This, she explained, is why this weekend’s inaugural event is so important.
“It’s our way of helping the family members who have been affected by loss,” she said.
“Anybody can come, who feels that they can bring their gift to the gathering is welcome to attend. We all need to come together — that’s how it was traditionally done.”
“This first gathering that we’re going to be doing will bring together all of the people that have lost loved ones — either that have gone missing or found murdered — together with the elders,” Bear said.
There’s so much grieving and loss in our First Nations communities that we need to help ourselves overcome that loss. - Angie Bear
The event will begin on Thursday night, when visitors are allowed to begin setting up tents at the Veterans Memorial Park in Muskoday.

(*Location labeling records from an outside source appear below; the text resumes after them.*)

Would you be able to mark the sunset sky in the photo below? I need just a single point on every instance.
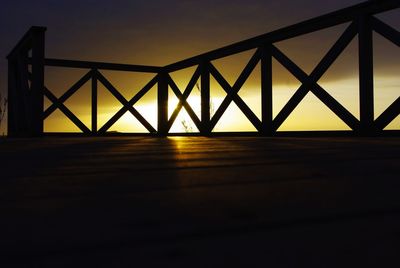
(162, 32)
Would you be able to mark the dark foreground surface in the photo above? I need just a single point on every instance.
(200, 202)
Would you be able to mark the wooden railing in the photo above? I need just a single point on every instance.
(26, 87)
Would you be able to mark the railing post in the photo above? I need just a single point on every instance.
(94, 102)
(12, 122)
(205, 99)
(162, 105)
(37, 86)
(366, 73)
(266, 89)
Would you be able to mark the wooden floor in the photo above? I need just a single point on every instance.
(200, 202)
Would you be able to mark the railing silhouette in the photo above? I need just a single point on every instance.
(27, 62)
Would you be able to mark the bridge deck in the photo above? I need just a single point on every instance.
(199, 202)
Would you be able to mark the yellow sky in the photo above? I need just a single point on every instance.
(341, 81)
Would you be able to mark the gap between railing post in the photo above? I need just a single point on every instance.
(37, 85)
(366, 75)
(205, 99)
(162, 105)
(266, 90)
(94, 102)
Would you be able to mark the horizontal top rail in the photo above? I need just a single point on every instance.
(102, 65)
(25, 41)
(325, 21)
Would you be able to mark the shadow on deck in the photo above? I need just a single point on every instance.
(200, 202)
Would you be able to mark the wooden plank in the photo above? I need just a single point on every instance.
(386, 31)
(366, 74)
(388, 115)
(308, 26)
(26, 41)
(309, 82)
(101, 66)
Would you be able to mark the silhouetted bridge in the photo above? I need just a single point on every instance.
(27, 62)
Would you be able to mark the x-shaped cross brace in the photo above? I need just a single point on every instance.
(183, 99)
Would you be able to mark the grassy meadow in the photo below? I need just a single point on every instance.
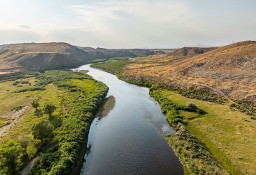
(74, 96)
(220, 137)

The healing moon — the second full moon in one month — will take place that night, peaking at about 9 a.m. on Friday.
This is a rare occurrence that Lachance hopes will help facilitate the healing process this weekend. The next healing moon will happen in July, 2015.
On Friday, breakfast will be served at 7 a.m. A pipe ceremony will take place at 8 a.m., followed by a flag raising, opening prayer and presentations by various dignitaries.
Saturday’s schedule will mirror Friday’s.
These times are tentative, Lachance said, with the two-day event an informal gathering of like-minded people working toward a better future.
“It’s going to be a really traditional gathering, where people can just go about and share and visit, socialize, network and support one another,” Lachance said.
Committee members will also be there to take in any feedback people have to share, ensuring next year’s gathering is better catered to the needs of participants.
“We want to provide an opportunity for people to say, ‘this is what I need to help me heal,’ and we need the elders to guide us and help,” Bear said.
Next year’s event will bring forth these recommendations, creating an annual healing ceremony tailored to the needs of local area First Nations people and others affected by murdered or missing First Nations people.
Although this model has yet to be formed, Bear is confident that it will bring forth traditional ways.
“If we go back to some of the ceremonies to help in that healing, our family members can get on with living and stop hanging on.”